バブルの頃でしょうか。日本企業においては経営の多角化が叫ばれ、コングロマリッド的・総花的経営がなされていました。バブル崩壊の頃から、今度は「選択と集中」が叫ばれ始め、リストラクチャの嵐が吹き荒れることになったのです。

「選択と集中」と言うのは簡単ですが、行うのは簡単ではありません。将来、どのような事業が拡大するかは事前にはわかりませんし、わかったとしてもリストラクチャを進めるのは大変です。社員の解雇は経営陣・管理者層にガッツが求められます。社員に対する求心力も低下します。それでも、一般的にはリストラクチャを進めた方が株価は上がることになっているようです。

赤字の事業を切り離すことができればバランスシートは改善しますし、収益も多分に向上するでしょう。しかしながら、もしかしたらリストラクチャを行った会社で最も評価されるのは、経営陣の実行力なのかもしれません。

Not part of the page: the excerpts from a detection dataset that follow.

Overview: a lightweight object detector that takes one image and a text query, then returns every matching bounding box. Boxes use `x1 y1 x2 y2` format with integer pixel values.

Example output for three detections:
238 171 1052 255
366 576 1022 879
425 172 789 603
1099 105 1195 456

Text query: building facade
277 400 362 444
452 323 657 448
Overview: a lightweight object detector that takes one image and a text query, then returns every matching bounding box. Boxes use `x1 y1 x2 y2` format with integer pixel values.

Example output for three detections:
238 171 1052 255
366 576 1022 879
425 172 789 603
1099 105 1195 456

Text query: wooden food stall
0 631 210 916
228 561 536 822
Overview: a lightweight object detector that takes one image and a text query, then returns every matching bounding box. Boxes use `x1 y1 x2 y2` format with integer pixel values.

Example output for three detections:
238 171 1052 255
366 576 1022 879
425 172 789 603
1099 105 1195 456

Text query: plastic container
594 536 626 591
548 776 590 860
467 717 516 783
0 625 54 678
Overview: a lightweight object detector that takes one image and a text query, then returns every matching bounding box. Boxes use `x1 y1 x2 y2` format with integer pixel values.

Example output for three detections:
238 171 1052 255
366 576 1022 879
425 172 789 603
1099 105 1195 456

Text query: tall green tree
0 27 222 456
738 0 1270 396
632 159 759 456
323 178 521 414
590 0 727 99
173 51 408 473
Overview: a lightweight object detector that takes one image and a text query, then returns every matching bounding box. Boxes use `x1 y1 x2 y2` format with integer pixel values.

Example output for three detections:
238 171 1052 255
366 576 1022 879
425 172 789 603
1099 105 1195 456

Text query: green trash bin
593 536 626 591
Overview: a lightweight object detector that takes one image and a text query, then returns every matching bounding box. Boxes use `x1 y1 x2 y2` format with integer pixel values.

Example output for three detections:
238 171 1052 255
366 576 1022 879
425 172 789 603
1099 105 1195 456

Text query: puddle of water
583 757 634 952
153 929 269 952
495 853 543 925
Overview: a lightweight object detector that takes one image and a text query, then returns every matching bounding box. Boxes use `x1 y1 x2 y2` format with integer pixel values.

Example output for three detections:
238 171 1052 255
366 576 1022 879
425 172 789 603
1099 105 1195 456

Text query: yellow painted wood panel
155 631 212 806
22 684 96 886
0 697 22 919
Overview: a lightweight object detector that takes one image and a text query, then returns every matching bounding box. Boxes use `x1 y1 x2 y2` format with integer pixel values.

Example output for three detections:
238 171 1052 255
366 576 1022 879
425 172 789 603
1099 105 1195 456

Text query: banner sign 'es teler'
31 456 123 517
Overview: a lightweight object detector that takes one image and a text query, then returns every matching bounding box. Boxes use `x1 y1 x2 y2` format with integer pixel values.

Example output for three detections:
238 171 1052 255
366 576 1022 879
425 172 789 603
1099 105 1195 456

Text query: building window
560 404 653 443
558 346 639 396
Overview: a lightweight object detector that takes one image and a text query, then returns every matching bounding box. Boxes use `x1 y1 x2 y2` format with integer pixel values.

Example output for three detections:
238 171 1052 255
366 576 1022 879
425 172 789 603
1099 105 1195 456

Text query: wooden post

始めから余計な事業を行わない、自社の強みを活かした事業しか行わないと決めていたとしても、事業を行っている限り、どこかで新しい分野にチャレンジすることが求められるでしょう。そういったときに、どのように「選択と集中」を行うのか。これは、外野が見ている以上に、経営陣にとっては難しい舵取りとなると思います。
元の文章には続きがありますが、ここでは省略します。